Thursday, February 28, 2013

Beckoning Light (The Afterglow Trilogy #1) - Alyssa Rose Ivy

I'm not sure if I've mentioned this before.  But a couple of Christmases ago, I won a whole bunch of indie e-books in a contest.  Last year, I talked myself into attacking the virtual stack with vigor -- which is why I have so many books to write reviews for. 

When I first glanced over the stack, I found, in general, a 50-50 split.  About half the books I won't review, either because I bailed due to lack of interest in the subject matter or due to the book not being up to par -- either the story had a major flaw or the book needed a thorough edit.  (To be fair, I've found a similar 50-50 split among the traditionally-published books I get in my World Fantasy Convention goodie bags: sometimes the writing is lame, sometimes I've read the basic story too many times, and sometimes the subject matter isn't to my taste.)

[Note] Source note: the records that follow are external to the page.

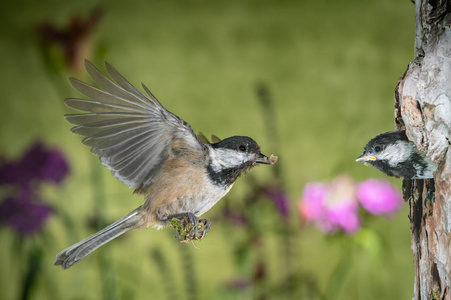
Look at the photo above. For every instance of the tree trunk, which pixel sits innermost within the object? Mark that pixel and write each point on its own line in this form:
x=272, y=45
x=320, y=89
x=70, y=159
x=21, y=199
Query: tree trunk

Beckoning Light was one of the books I won, and I liked it well enough that I sought out, and paid money for, the second book in the trilogy.

The book is a YA fantasy.  The main character is Charlotte, a teenaged girl who has been living in Alaska for the past several years, following her mother's death.  Now she and her older brother Kevin have moved back to South Carolina while their father pursues a job opportunity in the Arctic.  They're living back at the old homestead with their mother's brother, Monty.  Kevin picks up right where he left off, hanging out with his best friend Liam and making the basketball team.  But he's worried about Charlotte, who, he thinks, needs a more active social life.

Charlotte is more ambivalent about their homecoming.  For one thing, she had a crush on Liam before they left, and she wonders where that will lead now.  For another, on her first day of school, she meets an annoying kid named James who keeps turning up at odd moments, and who can't seem to stop staring at her.  And she's drawn inexplicably to a gate in the garden of the old house -- a gate their mother told both Kevin and her to never go through.

Of course, Charlotte goes through the gate, into another world, and immediately becomes emotionally attached to the first person she meets there -- a young man named Calvin.  He feels the same way about her.  Why is it so hard for the two of them to part? Why did Charlotte's mother want to keep her out of the world beyond the gate? And what if her mother didn't die, after all?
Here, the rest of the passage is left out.